Saturday, January 23

Farmers Anonymous

Hello. My name is Mizmell and I’m a farmer.

It all started rather innocently just before finals in December. I was a wee bit stressed over the thought of exam essays and needed a slight diversion. I began with a small farm and planted crops that were ready to harvest in24 hours. This was the beginning of my morning ritual which involved harvesting and then planting as I had my morning coffee and cigarette.

But as the reward coins accumulated, I begin to look at ways to enhance my farm. I grew embarrassed by the covered tent—-the only shelter for my imagined self—-and sought ways to stockpile coins so I might be upgraded to a cottage. I analyzed crops by cost, maturity and coins yielded to achieve my new housing goal. Once I achieved a cottage though, I wanted a farm house. Now that I have a farm house, I want a manor--but it’s an awful lot of coins…

So I turned my focus to experience points. With the completion of each level, I calculated how many experience points to the next. I sought new avenues for gathering experience points.

I get several phones calls daily from a local “farmer.” This farmer is related to me. She shares her secrets for yielding more coins and experience points, as well as predictions for the challenges ahead. She has even offered her neighbors, if I’m interested.

With more neighbors, come more benefits-- but also more obligations! You fertilize their crops, feed their chickens and receive more experience points. I shamefully accepted two. After that the horror of my addiction became glaringly apparent and I have declined all further offers.

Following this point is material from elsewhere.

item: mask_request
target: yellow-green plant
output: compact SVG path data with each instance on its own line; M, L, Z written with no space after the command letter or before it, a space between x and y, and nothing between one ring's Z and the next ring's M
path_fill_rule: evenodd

I have increased the size of my farm, so I can plant more, yield more, buy more and advance through the levels. But the larger area requires my attention twice a day, so I have also added farming to the end of my day and spend 15 or 20 minutes each night right before bed. I bought a tractor, then a seeder and a harvester. These new additions to my farm allowed me to do 4 plots at a time, rather than one at a time. I have become so efficient, twice a day isn’t really a big deal.

It was only after the change from once a day to twice daily farming, that I came to grips with the fact that I needed more neighbors to get the Mighty Plantation. I checked my friends list to see who I could perhaps sway. I sent out invitations and picked up a few. I even found a few old friends I hadn’t seen or spoke with for more than 30 years—but they were farmers, like me. I sent a request. They accepted and we became neighbors. Only one accepted with a polite email inquiry and well wishes.

Just yesterday, I got the Mighty Plantation. I’ve since planted more crops and purchased a hot rod tractor that allows me to plow 6 plots at a time. If I choose high-yield short-term crops, I’ll probably be able to stockpile quite a few coins. I still have my eye on that Manor.

Friday, January 8

A Real Decent Fine Boy

When Elvis appeared on the Ed Sullivan show, his host made a point of telling the audience that he was a "real decent fine boy." If Elvis had lived, he'd be 75 today.

In honor of the King, I'm making a large pot of Elvis Presley's Homemade Vegetable soup. Rumor has it that Elvis wasn't the healthiest eater by a long shot. No need to worry, though. Even real decent fine boys can do with a little tweaking.
Momo did the honors for Elvis' soup and has tweaked this recipe to make it very healthy and very tasty. I promise there will be no yucky separation or fat on the top like some vegetable soup recipes. Give it a shot. It's delish!

EP's Homemade Vegetable Soup

1 large can tomatoes
2 pounds LEAN stew meat
1 cup chopped bell pepper
1 cup chopped celery
1 cup chopped onion
5 pieces garlic
2 boxes frozen mixed vegetables
2 cups diced Russet potatoes
2 cans cream style corn
1/2 cup ketchup
2 Tbsp salt
2 tbsp black pepper

Cook meat, onion, celery, bell pepper, garlic and tomatoes in large stock pot or dutch oven over medium heat for 30 minutes, stirring frequently.
Add mixed vegetables and cook another half hour. Then mix in corn, potatoes, ketchup, salt and pepper.
Cook 30 minutes longer or until potatoes are tender. Serve.